Wednesday, February 18, 2015

Why Your Early Start-Up Needs an Infrastructure Engineer

Most early stage start-ups dive straight into hiring as many top-notch Software Engineers as they can get their hands on, and then watch the river of code that flows from their fingertips. What they might not realize is that their engineering teams are missing an important component - an Infrastructure Engineer! To elaborate...

The Situation

Your tech start-up has a marginally functional prototype of your latest brainchild, and it just helped you land your first major round of funding. Whoo!!! Now you're on the hunt for scary good talent to start banging out code so as to commence the Journey to Alpha. It's a good day.

The Need

Rockstar 10x Software Engineers are an absolute must-have. You are, after all, in the business of writing software - who better to hire than, ya know, the people who write software? These fine folks are going to translate your vision from pure thought to actual, usable stuff that you can sell to customers. So, that's your recruitment strategy: go for the super devs and call it a day.

The Actual Need

A group of engineers who can collaboratively hammer out a product that is worthy of putting in front of your potential customers is the real goal here - not simply gathering a collection of awesome Software Engineers. Building out your team early on with nothing but SE's tends to leave you lopsided, weighted too heavily toward the "crank out product code" side. To balance out this early engineering collective, you really want to include an Infrastructure Engineer, which I'll fondly refer to as an InfraNerd from here on out (because, honestly, no one wants to be called an "IE").

What Usually Happens

Your start-up ramps up to a team of 5-10 SE's, and they get busy building out your product to (mostly) the spec they're handed. Here are a few generalizations about how things might operate in the early stages of product development:
  • Each SE is likely using the toolchain and build routine that has always treated them well in the past
  • Some write tests to cover a respectable percentage of their code
  • The rest write somewhere between 0 and ∅ tests
  • More SE's come on board
  • Everyone pushes to a dev branch, which is merged to master inconsistently at best
  • Master breaks. Every. Damn. Time.
  • Moar SE's!
  • Codebase begins to win recognition as the best Italian food in town
  • Alpha (and possibly Beta) products fall flat on their face when deployed for customer POC / demo
  • Massive architecture rework is considered, then immediately ignored in the interest of Getting Shit Done
  • You realize that the product isn't even remotely Production-ready and begin attempts to recruit the mythical "DevOps Engineer"
  • After determining that "DevOps Engineers" are mostly made up of dreams and disappointment, you end up with an Ops Person (who may or may not be an InfraNerd)
The nastiest pain point of "the usual way" is generally when the Ops Person is given the unenviable task of "fixing" all the things. It's all too easy for ill will to be felt toward the person who is coming in and telling a sizable group of intelligent, competent, experienced SE's that they need to stop doing X and start doing Y. Right now. Because their stuff is BUSTED. 

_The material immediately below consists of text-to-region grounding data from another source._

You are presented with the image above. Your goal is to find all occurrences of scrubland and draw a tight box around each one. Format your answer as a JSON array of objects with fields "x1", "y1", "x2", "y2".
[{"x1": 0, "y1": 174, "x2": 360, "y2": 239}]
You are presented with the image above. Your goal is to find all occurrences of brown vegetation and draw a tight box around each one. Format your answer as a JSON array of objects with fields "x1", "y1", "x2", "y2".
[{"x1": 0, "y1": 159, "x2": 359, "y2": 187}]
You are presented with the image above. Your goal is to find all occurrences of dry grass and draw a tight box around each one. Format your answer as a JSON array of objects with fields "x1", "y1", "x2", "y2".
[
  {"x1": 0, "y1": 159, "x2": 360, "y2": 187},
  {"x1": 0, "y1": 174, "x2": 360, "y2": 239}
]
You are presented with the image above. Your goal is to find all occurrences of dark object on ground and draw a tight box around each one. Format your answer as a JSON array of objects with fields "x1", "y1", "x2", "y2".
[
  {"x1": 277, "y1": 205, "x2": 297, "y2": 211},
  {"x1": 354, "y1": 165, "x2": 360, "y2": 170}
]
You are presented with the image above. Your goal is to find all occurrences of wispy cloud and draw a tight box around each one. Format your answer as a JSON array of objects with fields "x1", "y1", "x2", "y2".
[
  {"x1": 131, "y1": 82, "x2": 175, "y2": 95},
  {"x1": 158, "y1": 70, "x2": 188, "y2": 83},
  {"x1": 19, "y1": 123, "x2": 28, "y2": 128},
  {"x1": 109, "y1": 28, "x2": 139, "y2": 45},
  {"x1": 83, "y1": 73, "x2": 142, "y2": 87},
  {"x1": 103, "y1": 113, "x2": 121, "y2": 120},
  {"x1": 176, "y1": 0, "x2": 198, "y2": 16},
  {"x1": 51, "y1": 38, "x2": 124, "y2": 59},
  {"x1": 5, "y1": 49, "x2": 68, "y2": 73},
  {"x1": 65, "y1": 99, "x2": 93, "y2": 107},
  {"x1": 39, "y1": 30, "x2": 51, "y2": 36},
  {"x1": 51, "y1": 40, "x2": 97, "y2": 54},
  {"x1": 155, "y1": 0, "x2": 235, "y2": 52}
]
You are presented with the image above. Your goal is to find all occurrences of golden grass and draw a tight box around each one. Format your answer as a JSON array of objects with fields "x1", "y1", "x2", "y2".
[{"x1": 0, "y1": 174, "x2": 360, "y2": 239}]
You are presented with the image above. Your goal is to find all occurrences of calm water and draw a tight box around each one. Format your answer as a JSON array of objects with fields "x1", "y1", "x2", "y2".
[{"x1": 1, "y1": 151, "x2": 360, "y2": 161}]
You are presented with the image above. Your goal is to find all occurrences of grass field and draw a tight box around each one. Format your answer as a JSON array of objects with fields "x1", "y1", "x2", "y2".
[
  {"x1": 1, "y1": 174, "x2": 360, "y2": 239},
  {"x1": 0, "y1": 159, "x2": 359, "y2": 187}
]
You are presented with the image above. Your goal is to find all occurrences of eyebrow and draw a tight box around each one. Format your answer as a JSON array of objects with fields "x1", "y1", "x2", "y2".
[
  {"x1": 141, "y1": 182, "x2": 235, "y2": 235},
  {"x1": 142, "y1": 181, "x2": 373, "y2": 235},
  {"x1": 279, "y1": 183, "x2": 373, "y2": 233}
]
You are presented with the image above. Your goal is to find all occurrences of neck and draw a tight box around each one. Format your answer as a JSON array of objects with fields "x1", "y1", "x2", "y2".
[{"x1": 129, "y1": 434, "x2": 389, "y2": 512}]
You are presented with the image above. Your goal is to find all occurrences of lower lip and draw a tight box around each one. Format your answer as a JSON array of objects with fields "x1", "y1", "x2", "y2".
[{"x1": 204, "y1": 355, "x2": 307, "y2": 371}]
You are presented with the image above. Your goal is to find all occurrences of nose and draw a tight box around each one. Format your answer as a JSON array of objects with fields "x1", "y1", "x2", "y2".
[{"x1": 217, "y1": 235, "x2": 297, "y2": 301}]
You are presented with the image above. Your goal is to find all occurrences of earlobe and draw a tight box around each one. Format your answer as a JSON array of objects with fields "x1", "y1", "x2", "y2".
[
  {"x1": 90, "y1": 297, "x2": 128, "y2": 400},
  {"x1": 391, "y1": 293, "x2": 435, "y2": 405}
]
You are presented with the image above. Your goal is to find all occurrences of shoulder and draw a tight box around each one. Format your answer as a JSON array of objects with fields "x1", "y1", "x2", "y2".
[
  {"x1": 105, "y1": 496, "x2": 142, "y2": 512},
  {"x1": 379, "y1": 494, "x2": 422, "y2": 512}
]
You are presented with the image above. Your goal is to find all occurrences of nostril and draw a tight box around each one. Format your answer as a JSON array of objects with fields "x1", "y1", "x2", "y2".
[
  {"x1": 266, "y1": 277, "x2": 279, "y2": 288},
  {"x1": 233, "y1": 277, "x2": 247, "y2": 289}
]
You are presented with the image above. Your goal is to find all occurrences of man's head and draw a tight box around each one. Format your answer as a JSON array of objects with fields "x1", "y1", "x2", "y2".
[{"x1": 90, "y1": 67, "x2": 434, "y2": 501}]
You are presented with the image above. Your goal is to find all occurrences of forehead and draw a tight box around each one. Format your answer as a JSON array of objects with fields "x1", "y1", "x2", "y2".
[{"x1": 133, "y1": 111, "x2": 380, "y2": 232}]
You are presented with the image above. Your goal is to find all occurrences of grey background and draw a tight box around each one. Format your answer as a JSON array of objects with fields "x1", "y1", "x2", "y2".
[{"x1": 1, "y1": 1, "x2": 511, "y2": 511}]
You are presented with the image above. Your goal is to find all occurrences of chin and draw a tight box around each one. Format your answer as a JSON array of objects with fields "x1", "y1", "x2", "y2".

This is generally a bad time for everyone involved.

How an InfraNerd Changes the Equation

Your friendly neighborhood InfraNerd can, given the appropriate care and feeding, avoid a lot of the heartache-inducing moments enumerated above. Bringing an InfraNerd on-board early in the life of your start-up means you get to deal with an engineering team moving faster than the founders can keep up, rather than trying to un-break the world.

Here's the straight dope: your SE's are immensely smart folks, and they can work freaking magic at the keyboard pouring forth rivers of feature-packed and shockingly cool software. They casually tweak algorithms that the masses only speak of in hushed reverent tones, they grok unnervingly complex systems that most people couldn't navigate with a GPS and a tour guide, and they build amazing things out of thin air. They know their world forward and backward. But they (usually) don't know the world that sits just below theirs.

Your InfraNerd, however, will know that shadowy world intimately, and they'll draw on that knowledge to augment your engineering team such that it will be able to sustain a much higher level of Awesome. It's not that an InfraNerd can do things that a SE can't grasp, but rather that they think of solutions that your SE's are not accustomed to thinking of (and often don't have time for).

What an InfraNerd Brings to the Table

Without an InfraNerd, your SE's will very likely have something like Jenkins in place to handle some ad-hoc test runs and the like, but I can almost promise it will be broken and underutilized. After all, who has time to fuss with automating the build pipeline? Answer: your InfraNerd does! Their purpose in life is to automate the world, and your team's velocity will ramp up quickly because of it.

An InfraNerd is going to bring in tools of which your SE's may not even be aware, all for the sake of automating the world. They'll help avoid the nightmare of shady shell scripts being used for deployment by calling on one or more of the many available Configuration Management & Orchestration tools (Ansible, Fabric, Chef, Capistrano, Puppet, SaltStack, etc). There's a good chance your SE's know about such things, but have never really seen a need to use them in their day-to-day workflow. There's a 100% chance your SE's will fall in love with such things when they see how easily they can deploy their code changes to arbitrary environments with minimum fuss.

Your InfraNerd will do their damnedest to reduce the amount of code your SE's have to write and maintain. SE's tend to be inventors by nature, and with that nature comes the tendency to see a wheel-shaped hole and immediately set out to find a suitable chunk of rock from which to sculpt a mighty fine wheel. They know the problem and they're capable of building what's needed to fix it, so they set out to do so. Usually the problem that needs solving has already been solved by some existing tools, and your InfraNerd will jump at the chance to use those tools to reduce the team's impromptu Wheel Re-Invention Drills. The real beauty here is that most of the tools an InfraNerd ushers in will quite often open the door to some really cool enhancements and features that might never have crossed anyone's mind up to now.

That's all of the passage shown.